Mais le français ne serait-il pas, malgré tout, dans une situation plus précaire que les autres langues ? Car si le français reste encore la seule langue administrative du pays qui « fasse foi », il semble qu’il soit victime d’une certaine érosion, même au niveau officiel. Cela est passé plutôt inaperçu, mais la langue administrative a connu une certaine dégradation. En 2010, un règlement grand-ducal a redéfini les critères de connaissance des langues nécessaires à l’admission dans la fonction publique. C’est en fait un système « à la carte », plus flexible, qui peut être interprété comme un affaiblissement du français. Ainsi, le français ne trône plus de manière aussi absolue au sommet de la hiérarchie des langues dans l’administration.

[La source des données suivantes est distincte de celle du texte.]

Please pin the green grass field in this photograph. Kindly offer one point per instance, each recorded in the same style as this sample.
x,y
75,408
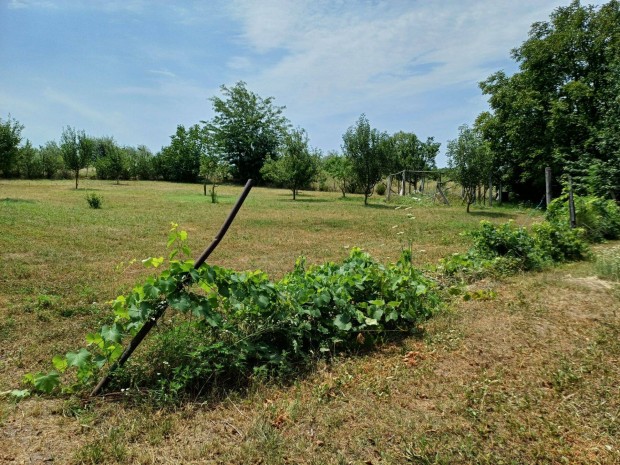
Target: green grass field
x,y
527,373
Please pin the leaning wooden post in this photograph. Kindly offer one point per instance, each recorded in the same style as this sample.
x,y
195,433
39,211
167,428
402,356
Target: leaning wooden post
x,y
548,185
571,204
163,305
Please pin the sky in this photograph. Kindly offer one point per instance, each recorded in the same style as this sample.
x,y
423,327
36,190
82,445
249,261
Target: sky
x,y
135,69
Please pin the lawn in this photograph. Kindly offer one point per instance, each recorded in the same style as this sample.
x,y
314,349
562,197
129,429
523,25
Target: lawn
x,y
525,372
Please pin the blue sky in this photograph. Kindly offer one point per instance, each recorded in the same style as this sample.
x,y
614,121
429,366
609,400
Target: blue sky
x,y
135,69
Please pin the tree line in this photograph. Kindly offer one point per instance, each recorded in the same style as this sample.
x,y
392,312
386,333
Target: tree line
x,y
560,110
248,137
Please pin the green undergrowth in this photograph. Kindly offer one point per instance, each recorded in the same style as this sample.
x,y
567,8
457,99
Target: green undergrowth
x,y
241,325
506,249
224,327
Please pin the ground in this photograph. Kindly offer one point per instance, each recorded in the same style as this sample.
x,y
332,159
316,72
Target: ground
x,y
519,370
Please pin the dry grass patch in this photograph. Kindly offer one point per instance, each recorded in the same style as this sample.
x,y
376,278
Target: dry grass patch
x,y
527,371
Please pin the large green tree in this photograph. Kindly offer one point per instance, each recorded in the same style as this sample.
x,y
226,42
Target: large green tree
x,y
339,168
560,108
471,161
368,151
111,160
245,130
77,150
297,165
10,138
51,159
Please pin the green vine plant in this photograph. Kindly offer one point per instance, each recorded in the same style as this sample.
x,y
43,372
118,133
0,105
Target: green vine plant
x,y
242,325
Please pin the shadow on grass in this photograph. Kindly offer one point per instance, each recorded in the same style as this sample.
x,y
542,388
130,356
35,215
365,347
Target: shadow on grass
x,y
379,206
10,200
495,214
213,391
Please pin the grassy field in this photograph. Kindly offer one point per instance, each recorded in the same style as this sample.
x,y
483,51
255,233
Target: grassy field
x,y
526,373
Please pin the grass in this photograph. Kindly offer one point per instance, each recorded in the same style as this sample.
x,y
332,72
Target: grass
x,y
520,371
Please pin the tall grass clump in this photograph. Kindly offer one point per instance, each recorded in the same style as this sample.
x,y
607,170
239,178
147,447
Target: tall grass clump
x,y
599,218
608,264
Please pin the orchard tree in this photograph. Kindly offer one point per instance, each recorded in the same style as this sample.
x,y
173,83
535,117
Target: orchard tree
x,y
29,162
367,150
297,165
340,169
77,150
410,153
180,161
215,170
470,159
140,162
561,108
112,162
245,130
10,138
51,159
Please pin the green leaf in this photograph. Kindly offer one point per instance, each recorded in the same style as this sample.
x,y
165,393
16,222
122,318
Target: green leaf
x,y
263,301
60,363
112,333
78,359
181,302
343,322
19,394
46,382
152,262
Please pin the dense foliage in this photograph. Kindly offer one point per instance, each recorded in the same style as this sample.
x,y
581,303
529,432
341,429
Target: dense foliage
x,y
297,165
245,130
244,324
471,162
599,218
561,109
368,151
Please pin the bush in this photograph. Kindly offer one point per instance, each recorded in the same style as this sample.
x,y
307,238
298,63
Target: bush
x,y
599,218
233,326
94,200
608,264
381,188
505,249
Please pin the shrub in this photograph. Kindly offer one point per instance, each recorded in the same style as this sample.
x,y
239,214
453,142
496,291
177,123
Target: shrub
x,y
94,200
243,325
381,188
608,264
508,241
599,218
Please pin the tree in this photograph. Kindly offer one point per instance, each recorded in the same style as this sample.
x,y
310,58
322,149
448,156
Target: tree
x,y
297,165
180,161
112,161
339,168
10,138
470,159
245,130
51,159
77,150
368,152
410,153
559,109
29,162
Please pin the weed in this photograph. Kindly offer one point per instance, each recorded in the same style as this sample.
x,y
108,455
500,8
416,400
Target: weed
x,y
94,200
608,264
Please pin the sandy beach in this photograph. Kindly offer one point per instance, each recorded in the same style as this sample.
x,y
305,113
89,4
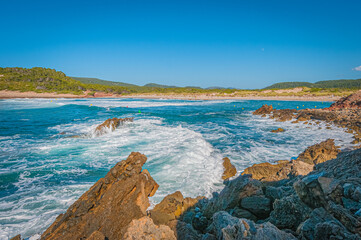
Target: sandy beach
x,y
4,94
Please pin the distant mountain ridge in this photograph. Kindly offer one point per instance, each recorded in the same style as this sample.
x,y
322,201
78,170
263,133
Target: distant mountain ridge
x,y
343,83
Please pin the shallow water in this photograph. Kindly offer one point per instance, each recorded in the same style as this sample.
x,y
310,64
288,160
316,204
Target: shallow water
x,y
43,171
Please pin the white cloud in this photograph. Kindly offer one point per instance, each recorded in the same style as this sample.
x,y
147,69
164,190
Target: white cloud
x,y
357,68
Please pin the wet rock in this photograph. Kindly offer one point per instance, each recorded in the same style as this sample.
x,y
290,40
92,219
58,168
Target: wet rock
x,y
322,225
96,236
230,197
319,153
171,208
109,205
144,228
224,226
352,101
258,205
229,169
265,109
289,212
242,213
17,237
110,125
278,130
283,115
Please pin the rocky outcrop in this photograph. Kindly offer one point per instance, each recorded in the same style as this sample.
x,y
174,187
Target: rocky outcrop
x,y
110,125
144,228
265,109
229,169
109,205
172,207
352,101
303,165
224,226
320,153
278,130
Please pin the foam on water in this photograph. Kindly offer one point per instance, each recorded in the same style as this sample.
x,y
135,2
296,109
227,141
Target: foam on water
x,y
43,170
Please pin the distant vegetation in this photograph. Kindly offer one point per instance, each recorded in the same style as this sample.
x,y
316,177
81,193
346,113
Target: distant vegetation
x,y
49,80
347,83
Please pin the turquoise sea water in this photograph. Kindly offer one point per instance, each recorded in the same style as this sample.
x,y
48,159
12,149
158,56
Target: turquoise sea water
x,y
43,171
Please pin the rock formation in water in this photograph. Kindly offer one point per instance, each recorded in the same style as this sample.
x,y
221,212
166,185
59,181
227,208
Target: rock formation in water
x,y
352,101
109,205
229,169
110,125
303,165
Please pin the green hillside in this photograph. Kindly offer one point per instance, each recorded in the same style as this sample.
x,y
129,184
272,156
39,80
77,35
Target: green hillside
x,y
103,82
343,83
155,85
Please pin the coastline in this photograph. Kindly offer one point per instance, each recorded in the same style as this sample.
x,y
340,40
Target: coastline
x,y
5,94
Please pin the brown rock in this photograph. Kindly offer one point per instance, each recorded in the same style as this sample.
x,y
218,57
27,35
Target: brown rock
x,y
110,124
144,228
265,109
96,236
352,101
171,208
109,205
229,169
319,153
17,237
278,130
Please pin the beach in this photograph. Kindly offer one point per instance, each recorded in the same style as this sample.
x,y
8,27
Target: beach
x,y
5,94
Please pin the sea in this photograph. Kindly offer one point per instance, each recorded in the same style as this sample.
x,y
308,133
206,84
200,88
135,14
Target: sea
x,y
44,168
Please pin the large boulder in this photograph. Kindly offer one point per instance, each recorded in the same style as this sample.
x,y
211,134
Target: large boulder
x,y
172,207
226,227
352,101
265,109
110,125
230,197
144,228
229,169
319,153
109,205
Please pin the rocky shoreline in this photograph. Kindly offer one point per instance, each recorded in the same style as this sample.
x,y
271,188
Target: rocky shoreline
x,y
316,196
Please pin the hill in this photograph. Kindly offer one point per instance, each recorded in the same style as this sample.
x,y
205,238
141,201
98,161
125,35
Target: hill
x,y
103,82
343,83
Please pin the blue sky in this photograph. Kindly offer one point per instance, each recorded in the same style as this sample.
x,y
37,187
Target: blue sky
x,y
243,44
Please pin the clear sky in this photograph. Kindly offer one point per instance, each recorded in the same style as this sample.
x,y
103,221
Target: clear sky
x,y
243,44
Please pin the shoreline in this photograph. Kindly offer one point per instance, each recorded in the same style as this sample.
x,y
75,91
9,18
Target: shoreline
x,y
5,94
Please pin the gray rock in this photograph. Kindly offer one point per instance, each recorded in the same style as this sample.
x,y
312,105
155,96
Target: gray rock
x,y
226,227
242,213
289,212
258,205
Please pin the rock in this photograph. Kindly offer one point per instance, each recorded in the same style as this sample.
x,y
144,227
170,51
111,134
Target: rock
x,y
96,235
289,212
283,115
275,172
258,205
278,130
144,228
264,171
230,197
109,205
110,125
265,109
184,230
224,226
17,237
171,208
242,213
352,101
322,225
319,153
229,169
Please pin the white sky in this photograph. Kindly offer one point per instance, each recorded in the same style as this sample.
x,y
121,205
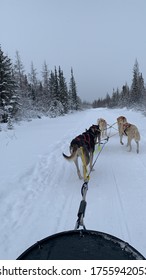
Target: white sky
x,y
100,39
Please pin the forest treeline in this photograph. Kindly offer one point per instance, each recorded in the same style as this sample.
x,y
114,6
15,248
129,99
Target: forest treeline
x,y
25,96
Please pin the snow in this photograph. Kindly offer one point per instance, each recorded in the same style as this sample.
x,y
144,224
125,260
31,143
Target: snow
x,y
40,192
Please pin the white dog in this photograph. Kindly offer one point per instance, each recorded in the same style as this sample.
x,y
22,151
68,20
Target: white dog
x,y
131,131
103,127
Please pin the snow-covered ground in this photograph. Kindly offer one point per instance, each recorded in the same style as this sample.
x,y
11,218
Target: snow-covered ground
x,y
40,192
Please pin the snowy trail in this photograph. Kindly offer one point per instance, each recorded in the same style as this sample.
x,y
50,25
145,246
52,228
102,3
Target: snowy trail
x,y
44,195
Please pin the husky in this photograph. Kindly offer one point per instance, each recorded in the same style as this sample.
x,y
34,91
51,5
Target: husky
x,y
103,127
83,146
120,121
131,131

C’est aussi le cas dans le milieu scolaire. L’APFL revendique que le français maintienne « son statut de langue véhiculaire dans la division supérieure de l’enseignement secondaire ». Or, là aussi, une « instruction ministérielle sur l’utilisation de la langue véhiculaire dans l’enseignement luxembourgeois » datant de septembre 2010 a lâché du lest. Certes, les enseignants n’ont pas attendu ce texte pour se montrer plus flexibles pendant leurs cours en passant de la langue véhiculaire d’un cours (allemand ou français) au luxembourgeois afin de faciliter la compréhension d’un problème dans une matière « non linguistique ». Mais désormais, le texte préconise l’« alternance codique », c’est-à-dire : « Le luxembourgeois n’est pas complètement banni de la salle de classe. Dans des situations exceptionnelles, l’enseignant pourra adopter une stratégie subtile d’usage alterné des deux langues (…) raisonnée qui rassure les élèves tout en leur fournissant les outils dont ils ont besoin pour entrer dans la matière et développer leurs compétences. » Toutefois, le texte souligne également que « le recours explicite et raisonné au luxembourgeois, doit cependant se limiter à des situations exceptionnelles, clairement délimitées et justifiées, où l’enseignant répond à une demande des élèves ou à un besoin ponctuel ».
Finalement, la question de l’enseignement des langues doit-elle forcément être liée au facteur quantitatif, c’est-à-dire au nombre d’heures prodiguées ? Fernand Fehlen, qui défend la place du français à l’école, imagine que l’on pourrait tout à fait réduire radicalement le nombre d’heures dévolues à l’enseignement des langues tout en augmentant la qualité de leur maîtrise. Cela passerait justement par une utilisation plus conséquente de ces langues dans les matières non linguistiques (qui verraient une augmentation de leur enseignement). Mais cela passerait également par une pratique plus assidue de l’oral dans les classes du fondamental, avant de passer par l’écrit, souvent facteur de blocage initial. Evidemment, vu la situation dans laquelle se situe la réforme scolaire, de tels chamboulements pédagogiques ne sont pas pour demain. Mais que l’on se rassure : le français rapetisse, mais n’est pas près de disparaître aussi vite.